Pendant plusieurs jours les deux pères furent occupés à balayer et à transporter les monceaux d’ordures qui encombraient la maison aussi bien que l’église. Ils firent réparer par quelques ouvriers, les dégâts qu’il était de toute nécessité de faire disparaître, ils ornèrent l’église de leur mieux, y mirent de Très Saint Sacrement, achetèrent de la vaisselle en terre, fabriquèrent eux-mêmes quelques tables grossières, et dix jours après, la communauté, avertie par une lettre du prieur, arriva et trouva dans un réfectoire improvisé, un souper plus que frugal. En arrivant on avait été de suite à l’église chanter le Te Deum et le soir même chacun reprit, en le baisant et le baignant de ses larmes, son saint habit de religion. On coucha comme on put pendant quelques temps et dès le lendemain on commença à chanter la grand-messe et tous les autres offices.

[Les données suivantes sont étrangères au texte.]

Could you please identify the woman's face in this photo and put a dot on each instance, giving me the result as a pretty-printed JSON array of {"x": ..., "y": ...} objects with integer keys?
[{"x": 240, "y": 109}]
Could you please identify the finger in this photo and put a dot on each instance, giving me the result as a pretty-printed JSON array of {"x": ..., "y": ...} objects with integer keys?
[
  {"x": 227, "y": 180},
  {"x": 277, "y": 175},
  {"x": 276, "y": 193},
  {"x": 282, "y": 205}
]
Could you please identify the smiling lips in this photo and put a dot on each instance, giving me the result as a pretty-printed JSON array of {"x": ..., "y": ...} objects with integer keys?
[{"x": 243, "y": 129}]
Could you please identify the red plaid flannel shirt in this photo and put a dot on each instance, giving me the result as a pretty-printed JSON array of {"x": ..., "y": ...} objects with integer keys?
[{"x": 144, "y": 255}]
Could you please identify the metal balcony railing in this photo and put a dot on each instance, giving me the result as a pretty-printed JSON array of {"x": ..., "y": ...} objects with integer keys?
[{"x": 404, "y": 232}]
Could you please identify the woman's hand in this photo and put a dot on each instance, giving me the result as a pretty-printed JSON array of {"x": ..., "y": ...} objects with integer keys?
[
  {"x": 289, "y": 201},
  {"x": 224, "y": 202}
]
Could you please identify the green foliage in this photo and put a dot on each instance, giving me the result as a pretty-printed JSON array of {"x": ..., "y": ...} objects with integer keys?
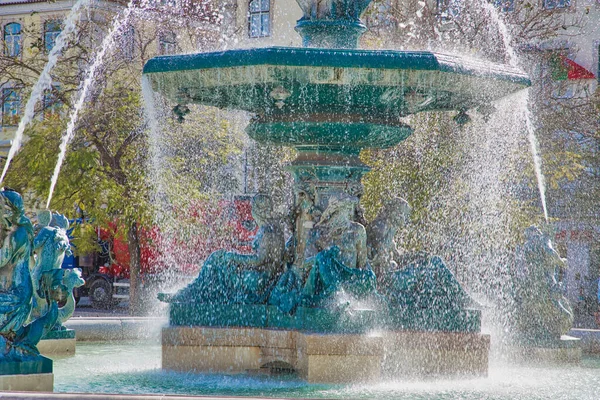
[{"x": 420, "y": 170}]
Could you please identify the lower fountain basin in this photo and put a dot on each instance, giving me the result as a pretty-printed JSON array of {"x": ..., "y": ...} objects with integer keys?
[{"x": 135, "y": 367}]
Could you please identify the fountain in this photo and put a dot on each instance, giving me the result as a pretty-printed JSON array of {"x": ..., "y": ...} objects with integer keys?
[
  {"x": 336, "y": 303},
  {"x": 32, "y": 287}
]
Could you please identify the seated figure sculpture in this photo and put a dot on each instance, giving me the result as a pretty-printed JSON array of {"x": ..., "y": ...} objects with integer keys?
[
  {"x": 337, "y": 257},
  {"x": 416, "y": 279},
  {"x": 17, "y": 340},
  {"x": 228, "y": 277},
  {"x": 541, "y": 310}
]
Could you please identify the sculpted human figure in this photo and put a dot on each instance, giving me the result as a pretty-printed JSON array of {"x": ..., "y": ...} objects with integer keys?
[
  {"x": 381, "y": 236},
  {"x": 17, "y": 340},
  {"x": 16, "y": 286},
  {"x": 405, "y": 279},
  {"x": 50, "y": 246},
  {"x": 229, "y": 277},
  {"x": 337, "y": 256},
  {"x": 542, "y": 309}
]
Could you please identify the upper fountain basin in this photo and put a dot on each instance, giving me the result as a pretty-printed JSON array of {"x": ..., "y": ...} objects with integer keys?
[{"x": 292, "y": 89}]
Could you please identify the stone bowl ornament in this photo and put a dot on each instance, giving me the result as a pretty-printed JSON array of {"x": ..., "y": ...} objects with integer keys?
[{"x": 331, "y": 23}]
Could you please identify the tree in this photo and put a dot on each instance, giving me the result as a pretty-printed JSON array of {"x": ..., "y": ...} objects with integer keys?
[{"x": 105, "y": 168}]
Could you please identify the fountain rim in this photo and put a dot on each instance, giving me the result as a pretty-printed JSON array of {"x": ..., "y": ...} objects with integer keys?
[{"x": 336, "y": 58}]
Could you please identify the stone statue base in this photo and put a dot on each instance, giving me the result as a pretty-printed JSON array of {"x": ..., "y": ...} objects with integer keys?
[
  {"x": 324, "y": 358},
  {"x": 28, "y": 376},
  {"x": 27, "y": 383},
  {"x": 59, "y": 342}
]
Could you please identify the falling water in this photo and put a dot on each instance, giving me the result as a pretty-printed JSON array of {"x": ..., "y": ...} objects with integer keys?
[
  {"x": 513, "y": 60},
  {"x": 44, "y": 82},
  {"x": 155, "y": 162},
  {"x": 490, "y": 8},
  {"x": 535, "y": 152},
  {"x": 107, "y": 43}
]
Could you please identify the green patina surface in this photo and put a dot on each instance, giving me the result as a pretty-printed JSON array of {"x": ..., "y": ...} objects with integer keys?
[
  {"x": 40, "y": 365},
  {"x": 346, "y": 137},
  {"x": 350, "y": 58},
  {"x": 323, "y": 320}
]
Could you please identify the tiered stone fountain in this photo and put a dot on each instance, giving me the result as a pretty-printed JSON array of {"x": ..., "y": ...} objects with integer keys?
[{"x": 337, "y": 303}]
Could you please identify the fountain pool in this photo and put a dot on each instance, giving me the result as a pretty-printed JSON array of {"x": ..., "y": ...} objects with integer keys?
[{"x": 135, "y": 367}]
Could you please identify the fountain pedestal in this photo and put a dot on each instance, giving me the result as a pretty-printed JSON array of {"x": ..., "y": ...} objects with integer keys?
[
  {"x": 325, "y": 358},
  {"x": 58, "y": 343},
  {"x": 27, "y": 376}
]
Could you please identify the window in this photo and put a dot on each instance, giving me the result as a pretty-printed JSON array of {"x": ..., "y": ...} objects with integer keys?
[
  {"x": 51, "y": 31},
  {"x": 552, "y": 4},
  {"x": 259, "y": 18},
  {"x": 51, "y": 102},
  {"x": 167, "y": 43},
  {"x": 11, "y": 106},
  {"x": 505, "y": 5},
  {"x": 12, "y": 39}
]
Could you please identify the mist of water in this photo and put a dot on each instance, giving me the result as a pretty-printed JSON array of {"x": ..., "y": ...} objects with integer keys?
[
  {"x": 513, "y": 60},
  {"x": 118, "y": 23},
  {"x": 44, "y": 81},
  {"x": 535, "y": 153}
]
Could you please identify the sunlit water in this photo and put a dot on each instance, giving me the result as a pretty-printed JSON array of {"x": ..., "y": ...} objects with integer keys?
[
  {"x": 118, "y": 23},
  {"x": 127, "y": 368}
]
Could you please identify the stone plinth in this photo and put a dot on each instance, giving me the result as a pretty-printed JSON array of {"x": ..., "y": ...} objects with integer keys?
[
  {"x": 59, "y": 342},
  {"x": 436, "y": 354},
  {"x": 339, "y": 358},
  {"x": 27, "y": 383},
  {"x": 51, "y": 347},
  {"x": 325, "y": 358},
  {"x": 29, "y": 376},
  {"x": 567, "y": 350}
]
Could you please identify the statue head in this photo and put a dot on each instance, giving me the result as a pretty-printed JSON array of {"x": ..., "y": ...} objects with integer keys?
[
  {"x": 262, "y": 208},
  {"x": 331, "y": 23},
  {"x": 13, "y": 208},
  {"x": 339, "y": 206},
  {"x": 44, "y": 217},
  {"x": 72, "y": 278},
  {"x": 395, "y": 210},
  {"x": 60, "y": 221}
]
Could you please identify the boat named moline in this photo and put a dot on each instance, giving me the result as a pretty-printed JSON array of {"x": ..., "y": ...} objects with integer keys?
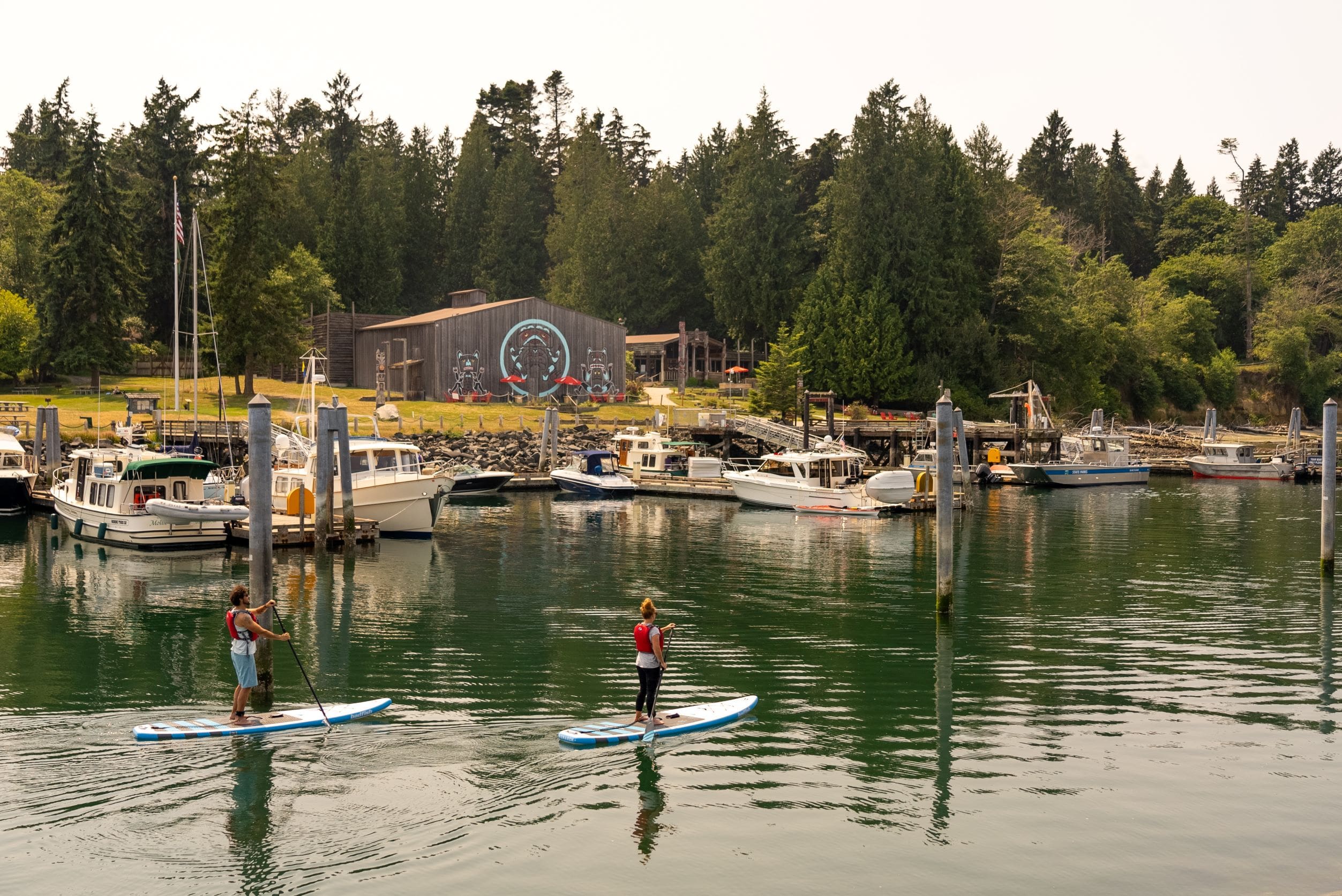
[{"x": 109, "y": 495}]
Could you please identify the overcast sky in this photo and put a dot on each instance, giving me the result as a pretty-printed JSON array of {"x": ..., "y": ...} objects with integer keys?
[{"x": 1172, "y": 77}]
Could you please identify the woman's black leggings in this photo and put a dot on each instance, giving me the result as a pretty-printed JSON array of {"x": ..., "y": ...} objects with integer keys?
[{"x": 649, "y": 683}]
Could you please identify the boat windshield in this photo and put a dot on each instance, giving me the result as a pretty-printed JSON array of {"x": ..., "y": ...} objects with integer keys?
[{"x": 777, "y": 469}]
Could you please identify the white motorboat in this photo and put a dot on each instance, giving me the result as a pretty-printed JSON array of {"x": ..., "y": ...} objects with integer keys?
[
  {"x": 15, "y": 474},
  {"x": 1093, "y": 458},
  {"x": 830, "y": 477},
  {"x": 891, "y": 486},
  {"x": 392, "y": 483},
  {"x": 1236, "y": 461},
  {"x": 925, "y": 462},
  {"x": 594, "y": 472},
  {"x": 471, "y": 480},
  {"x": 104, "y": 496}
]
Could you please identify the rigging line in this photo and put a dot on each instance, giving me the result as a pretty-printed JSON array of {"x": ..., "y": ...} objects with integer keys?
[{"x": 219, "y": 372}]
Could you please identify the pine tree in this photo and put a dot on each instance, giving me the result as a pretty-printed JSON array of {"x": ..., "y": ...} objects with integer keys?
[
  {"x": 1326, "y": 179},
  {"x": 512, "y": 261},
  {"x": 756, "y": 257},
  {"x": 1179, "y": 187},
  {"x": 1046, "y": 168},
  {"x": 426, "y": 224},
  {"x": 1290, "y": 187},
  {"x": 167, "y": 144},
  {"x": 92, "y": 285},
  {"x": 559, "y": 102},
  {"x": 466, "y": 207}
]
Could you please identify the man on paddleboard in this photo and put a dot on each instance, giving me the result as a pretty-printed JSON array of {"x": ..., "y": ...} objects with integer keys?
[
  {"x": 647, "y": 639},
  {"x": 245, "y": 632}
]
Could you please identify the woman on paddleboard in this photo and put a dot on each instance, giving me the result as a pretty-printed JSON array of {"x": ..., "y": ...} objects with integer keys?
[
  {"x": 651, "y": 663},
  {"x": 243, "y": 632}
]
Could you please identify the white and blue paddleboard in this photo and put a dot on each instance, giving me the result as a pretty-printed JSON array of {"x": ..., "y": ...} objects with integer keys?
[
  {"x": 670, "y": 724},
  {"x": 270, "y": 722}
]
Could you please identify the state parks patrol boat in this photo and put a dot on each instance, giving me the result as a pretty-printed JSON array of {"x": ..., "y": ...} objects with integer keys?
[{"x": 105, "y": 495}]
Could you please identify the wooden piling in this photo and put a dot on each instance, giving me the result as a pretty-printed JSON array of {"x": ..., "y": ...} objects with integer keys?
[
  {"x": 1328, "y": 525},
  {"x": 261, "y": 548},
  {"x": 945, "y": 503}
]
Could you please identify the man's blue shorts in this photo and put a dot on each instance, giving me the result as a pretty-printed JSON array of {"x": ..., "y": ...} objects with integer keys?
[{"x": 245, "y": 664}]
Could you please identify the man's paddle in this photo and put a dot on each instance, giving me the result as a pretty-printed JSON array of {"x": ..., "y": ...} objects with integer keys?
[
  {"x": 649, "y": 734},
  {"x": 301, "y": 667}
]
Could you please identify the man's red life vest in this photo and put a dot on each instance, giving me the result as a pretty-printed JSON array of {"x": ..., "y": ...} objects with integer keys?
[
  {"x": 643, "y": 637},
  {"x": 237, "y": 634}
]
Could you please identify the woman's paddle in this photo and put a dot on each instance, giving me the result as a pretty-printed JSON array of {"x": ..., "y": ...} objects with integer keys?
[
  {"x": 301, "y": 667},
  {"x": 649, "y": 734}
]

Plusieurs familles notables du Valais désiraient établir les Trappistes sur leurs propriétés mais ceux-ci préférèrent l’ancien couvent des carmes, quoiqu’il offrît bien peu de ressources, à cause de sa position retirée et très solitaire. Géronde [4], n’est réellement qu’un rocher aride où l’on ne trouve presque rien pour les besoins de la vie. Pour avoir de l’eau, il fallait aller la chercher au pied du rocher, à près d’une demi lieue de distance et les religieux étaient obligés d’y descendre plusieurs fois par jour pour le service du couvent. Une autre incommodité bien pénible c’était l’éloignement du jardin placé aussi au bas de la montagne, en sorte que la communauté ne se fatiguait pas moins pour descendre et remonter, que par le travail de culture et d’exploitation. Elle endura pendant plus de trois ans, les incommodités du site de Géronde, avec une grande patience.

Il est vrai qu’elle était consolée par les témoignages continuels d’estime et d’affection qu’elle recevait du gouvernement, du clergé et du peuple si chrétien du Valais. Les chefs de la république et les notables du pays la visitaient souvent et venaient se recommander à ses prières. Le 7 septembre, le père prieur reçut du gouvernement du Valais la lettre suivante :

Sion, 7 septembre 1831.

Très révérend père prieur, dans votre solitude vous ignorez peut-être que la fête de demain est spécialement consacrée dans ce canton ainsi que dans toute la Suisse, à des prières générales, pour invoquer sur notre patrie les faveurs du Ciel et implorer ses miséricordes.

Déjà toutes les heures de la journée et une bonne partie de celles de la nuit sont dédiées chez vous à des œuvres de piété dont vous nous partagez abondamment les mérites, et c’est presque extraordinaire de venir vous parler d’actes extraordinaires de dévotion. Il vous sera cependant agréable d’apprendre qu’au moment où vous obtenez aux pieds des autels ce que vous demandez, la population entière de votre patrie actuelle y est également prosternée pour supplier le Ciel de daigner aussi exaucer les prières qu’elle lui adresse dans les intentions que viennent de lui rappeler et l’autorité spirituelle et l’autorité temporelle.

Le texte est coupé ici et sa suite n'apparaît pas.